BARCELONA, Spain (Reuters) - Consumers have more choices than ever before of how to tell their mobile phones what they want to do, and are likely to change their habits faster than they expect as distribution speeds up.
Handwriting, tracing and plain speaking to your device are some of the alternatives to typing that are now on the market — and app stores and Google Inc’s Android are putting them into the hands of hundreds of millions of users.
Apple Inc’s original iPhone in 2007 with its responsive touchscreen revolutionized the way consumers interacted with their phones, spawning widespread imitation at the high end of the market.
But typing on a touch screen is still problematic for many users and a host of alternatives have recently sprung up.
Nuance Communications Inc, the maker of Dragon speech-recognition software, this week launched an application in five European languages that allows users to switch between four different input methods at the touch of an icon.
Swype, invented by the creator of the widely used T9 predictive text technology for numeric keypads, lets users input words by tracing their shape on a touch screen keyboard.

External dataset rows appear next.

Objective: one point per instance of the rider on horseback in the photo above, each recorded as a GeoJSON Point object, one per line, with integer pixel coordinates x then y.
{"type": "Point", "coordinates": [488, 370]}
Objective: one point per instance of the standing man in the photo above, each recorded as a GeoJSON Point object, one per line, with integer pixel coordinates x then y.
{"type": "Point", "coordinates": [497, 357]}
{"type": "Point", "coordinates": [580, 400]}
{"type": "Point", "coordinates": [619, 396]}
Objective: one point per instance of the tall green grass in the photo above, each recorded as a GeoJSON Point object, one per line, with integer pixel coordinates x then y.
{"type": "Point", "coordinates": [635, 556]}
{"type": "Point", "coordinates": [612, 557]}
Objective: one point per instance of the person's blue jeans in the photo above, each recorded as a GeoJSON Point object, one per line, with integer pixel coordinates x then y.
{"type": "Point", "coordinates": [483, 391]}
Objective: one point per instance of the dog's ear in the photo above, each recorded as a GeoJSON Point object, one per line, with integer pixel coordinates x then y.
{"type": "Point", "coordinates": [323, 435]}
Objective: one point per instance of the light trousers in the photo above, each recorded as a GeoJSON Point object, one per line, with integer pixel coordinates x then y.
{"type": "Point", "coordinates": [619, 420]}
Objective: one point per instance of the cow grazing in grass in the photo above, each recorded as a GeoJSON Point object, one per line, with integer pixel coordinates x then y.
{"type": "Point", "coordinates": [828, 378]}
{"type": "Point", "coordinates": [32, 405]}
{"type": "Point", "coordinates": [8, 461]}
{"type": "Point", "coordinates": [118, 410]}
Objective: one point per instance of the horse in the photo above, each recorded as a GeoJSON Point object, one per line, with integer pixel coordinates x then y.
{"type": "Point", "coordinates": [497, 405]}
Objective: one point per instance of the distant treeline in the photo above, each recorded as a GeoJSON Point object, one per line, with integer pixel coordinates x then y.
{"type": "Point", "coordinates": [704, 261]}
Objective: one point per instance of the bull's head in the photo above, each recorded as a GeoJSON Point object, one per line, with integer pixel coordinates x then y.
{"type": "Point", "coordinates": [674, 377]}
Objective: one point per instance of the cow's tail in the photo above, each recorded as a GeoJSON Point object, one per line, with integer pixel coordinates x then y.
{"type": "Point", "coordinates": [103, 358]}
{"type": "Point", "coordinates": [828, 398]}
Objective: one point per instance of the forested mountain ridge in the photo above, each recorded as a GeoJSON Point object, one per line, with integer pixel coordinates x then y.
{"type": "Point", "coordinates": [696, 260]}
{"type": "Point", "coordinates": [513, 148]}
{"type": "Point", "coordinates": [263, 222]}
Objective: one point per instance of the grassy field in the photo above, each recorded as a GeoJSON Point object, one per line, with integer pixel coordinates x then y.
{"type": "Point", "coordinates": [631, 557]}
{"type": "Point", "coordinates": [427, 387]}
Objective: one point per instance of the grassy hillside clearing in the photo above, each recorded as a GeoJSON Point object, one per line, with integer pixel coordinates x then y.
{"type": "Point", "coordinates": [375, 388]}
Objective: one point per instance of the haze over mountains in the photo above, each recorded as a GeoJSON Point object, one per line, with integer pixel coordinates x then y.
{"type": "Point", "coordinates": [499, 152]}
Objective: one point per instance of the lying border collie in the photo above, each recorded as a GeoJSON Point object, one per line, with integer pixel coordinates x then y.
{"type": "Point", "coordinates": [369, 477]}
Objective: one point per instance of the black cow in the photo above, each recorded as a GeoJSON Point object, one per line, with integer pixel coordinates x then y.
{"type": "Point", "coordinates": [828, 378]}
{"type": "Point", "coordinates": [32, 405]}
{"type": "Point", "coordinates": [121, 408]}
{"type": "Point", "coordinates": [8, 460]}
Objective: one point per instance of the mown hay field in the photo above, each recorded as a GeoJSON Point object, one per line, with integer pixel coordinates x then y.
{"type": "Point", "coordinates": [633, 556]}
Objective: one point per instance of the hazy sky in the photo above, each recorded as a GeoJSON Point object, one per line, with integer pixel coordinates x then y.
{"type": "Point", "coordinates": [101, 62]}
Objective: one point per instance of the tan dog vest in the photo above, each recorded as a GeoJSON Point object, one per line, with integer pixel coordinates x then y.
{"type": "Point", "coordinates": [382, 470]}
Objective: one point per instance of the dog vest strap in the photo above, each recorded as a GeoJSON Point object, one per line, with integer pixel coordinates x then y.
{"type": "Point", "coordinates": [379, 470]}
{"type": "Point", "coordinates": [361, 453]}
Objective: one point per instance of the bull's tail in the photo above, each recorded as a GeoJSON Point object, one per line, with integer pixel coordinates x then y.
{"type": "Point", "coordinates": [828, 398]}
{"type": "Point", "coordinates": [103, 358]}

Others go a step further: Vlingo combines voice recognition with what it calls an intent engine — guessing, for example, that a user wants to see a movie when it hears a film title, and responding with local cinema listings.
Last year, Apple bought Siri, an iPhone app that doubles as a voice-operated “personal assistant,” doing tasks like booking taxis or making restaurant reservations, helped by the phone’s knowledge of where the user is.
Other smartphone makers have been quick to embrace such technology, either offering it in app stores or pre-installing it on their devices.
At the Samsung Electronics Co Ltd stand at this week’s Mobile World Congress, visitors experimented with some of the new apps.
“Once you get used to it, it will probably be lovely,” said Boudewijn Rempt, a 41-year-old software executive from the Netherlands trying out Swype. But he added that he could easily live without it.
“I’ve been typing with my two thumbs for ages now. Being stubborn, I’m fast enough this way,” he said. “If all the devices supported it equally well I might be tempted to try it.”
It may not be long before that becomes the case.
The distribution of apps through app stores means users no longer need to wait to replace their handset to obtain new features, while the adoption of Android by dozens of phone makers is standardizing advanced technology.
In addition, some companies, like Nuance, make their software available to developers to embed in their apps, giving users additional opportunities to stumble upon uses for dictation or voice-activated Web search.
“If Swype would get its technology onto a few apps, they could get really swift adoption,” says Christian Lindholm, managing partner at digital design agency Fjord, whose clients include Yahoo! Inc and social network Foursquare.
Lindholm, who invented the Navi-Key menu navigation system that was central to hundreds of millions of Nokia candy-bar phones last decade, said he believed users would overcome their skepticism if the new technology worked well.
“It’s not natural to click on a plate of glass. Speed and lack of errors are the key,” he said.
Swype, whose investors include Nokia and Samsung, does not allow developers access to its technology, preferring to license it to handset makers. It shipped on 20 million devices last year and says it is set as the default keyboard on about half.
“We would rather be a system-wide solution than be incorporated in apps. It also promotes stickiness,” Chief Executive Mike McSherry told Reuters in an interview. “Our goal is to be the default for every single keyboard.”
More context-rich services like Vlingo may take longer to catch on, since they depend on users being willing to share information about where they are, and on Internet connections to fetch information.
At the Samsung stand, Rempt said of Vlingo: “It’s nice to have local. Of course, it needs a bit of processing capacity. Like all of these devices, it presumes you have the Internet.”
He said international roaming charges would prevent him from making much use of it. “I think it’s good for the U.S. But I’m Dutch — I barely have 400 kilometers by 400 kilometers (250 miles) where I can use it.”